DATA ENGINEER (Data Science & Big Data Analytics)
Indexed description
FUNCTIONS AND RESPONSIBILITIES OF THE JOB:
- Design, build, and maintain data pipelines (batch and streaming) that ingest data from heterogeneous sources into data lakes and warehouses, including metadata and lineage tracking.
- Contribute to the development of federated query and discovery systems over distributed datasets (UNCAN.eu), working with engines such as Trino and integrating query optimizers compliant with privacy requirements.
- Contribute to the deployment of European data spaces (DeployEMDS) using standard building blocks from IDSA, Gaia-X, and FIWARE, including data catalogues, brokers, and connectors.
- Build and maintain orchestration workflows using Airflow or Dagster, following software engineering best practices (tests, code review, CI/CD).
- Package and deploy services using Docker and Docker Compose or similar
- Support Machine Learning projects with data storage, serving, and versioning infrastructure (object storage, SQL/NoSQL databases, feature stores).
- Collaborate on multi-cloud and on-premise deployments (e.g. Hetzner, Azure, bare metal) and contribute to infrastructure-as-code practices.

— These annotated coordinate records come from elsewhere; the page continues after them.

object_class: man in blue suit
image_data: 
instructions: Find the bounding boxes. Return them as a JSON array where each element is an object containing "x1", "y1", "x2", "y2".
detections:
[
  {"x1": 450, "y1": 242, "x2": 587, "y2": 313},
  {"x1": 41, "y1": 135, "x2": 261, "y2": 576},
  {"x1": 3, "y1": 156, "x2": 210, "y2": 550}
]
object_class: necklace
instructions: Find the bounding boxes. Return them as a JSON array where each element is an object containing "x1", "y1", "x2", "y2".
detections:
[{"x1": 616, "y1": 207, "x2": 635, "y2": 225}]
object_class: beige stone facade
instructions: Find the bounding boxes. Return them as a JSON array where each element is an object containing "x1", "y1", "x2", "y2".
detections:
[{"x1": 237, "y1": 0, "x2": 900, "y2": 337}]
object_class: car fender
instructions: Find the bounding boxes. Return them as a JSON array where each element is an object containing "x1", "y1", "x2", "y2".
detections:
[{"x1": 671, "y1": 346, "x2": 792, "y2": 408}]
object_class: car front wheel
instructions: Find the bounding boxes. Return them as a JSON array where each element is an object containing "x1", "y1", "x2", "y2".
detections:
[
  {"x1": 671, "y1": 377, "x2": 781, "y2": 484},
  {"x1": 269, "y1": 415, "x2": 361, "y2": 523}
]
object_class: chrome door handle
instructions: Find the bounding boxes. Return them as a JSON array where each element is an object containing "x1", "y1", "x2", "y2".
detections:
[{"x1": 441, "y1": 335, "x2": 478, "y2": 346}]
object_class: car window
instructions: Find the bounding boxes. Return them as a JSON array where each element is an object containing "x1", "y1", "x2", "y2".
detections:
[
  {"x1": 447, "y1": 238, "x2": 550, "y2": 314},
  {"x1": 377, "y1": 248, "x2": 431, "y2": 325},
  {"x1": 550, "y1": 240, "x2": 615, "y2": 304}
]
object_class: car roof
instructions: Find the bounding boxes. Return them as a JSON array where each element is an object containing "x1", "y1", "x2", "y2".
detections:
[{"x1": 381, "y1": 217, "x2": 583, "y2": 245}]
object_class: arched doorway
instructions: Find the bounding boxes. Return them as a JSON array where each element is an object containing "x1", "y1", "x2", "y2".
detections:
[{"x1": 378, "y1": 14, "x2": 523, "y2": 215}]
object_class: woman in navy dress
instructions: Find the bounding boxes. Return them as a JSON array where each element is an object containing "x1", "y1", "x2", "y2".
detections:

- Support the preparation of technical sections in EU-funded project proposals (Horizon Europe and similar), and contribute to scientific dissemination (papers, prototypes, demos).
Studies
MSc in Computer Science, Data Engineering, Mathematics, Physics, or related technical field. A PhD or specialised Master's will be highly valued.
Experience
At least 2 years of professional experience as a Data Engineer or in a closely related role
Technical Skills
- Strong Python proficiency, including modern tooling for clean code (type hints, linters/formatters such as Ruff, testing with pytest).
- Solid SQL skills and experience with relational databases (PostgreSQL, MySQL)
- Experience with at least one NoSQL or document database (Redis, Elasticsearch, or similar)
- Experience building ETL/ELT data pipelines (Airflow, Dagster or similar)
- Working knowledge of object storage (S3, MinIO) and common serialization formats (Parquet, JSONL, Avro, BSON).
- Comfort on Linux and with the command line
- Docker and Docker Compose for packaging and local development
- Git and CI/CD workflows (GitHub Actions, GitLab CI, or similar)
- Understanding of batch vs. streaming paradigms and event-driven architectures
- Understanding of the difference between Data Lake and Data Warehouse architectures, and when to use each.
- Excellent written and spoken English
- Knowledge of Catalan and/or Spanish is a plus
- Experience with distributed query engines (Trino, Presto, Dremio) and the concept of federated queries over heterogeneous data sources.
- Familiarity with European data spaces initiatives: IDSA, Gaia-X, FIWARE, DSSC, Eclipse Dataspace Components; data catalogues (CKAN), brokers, and connectors.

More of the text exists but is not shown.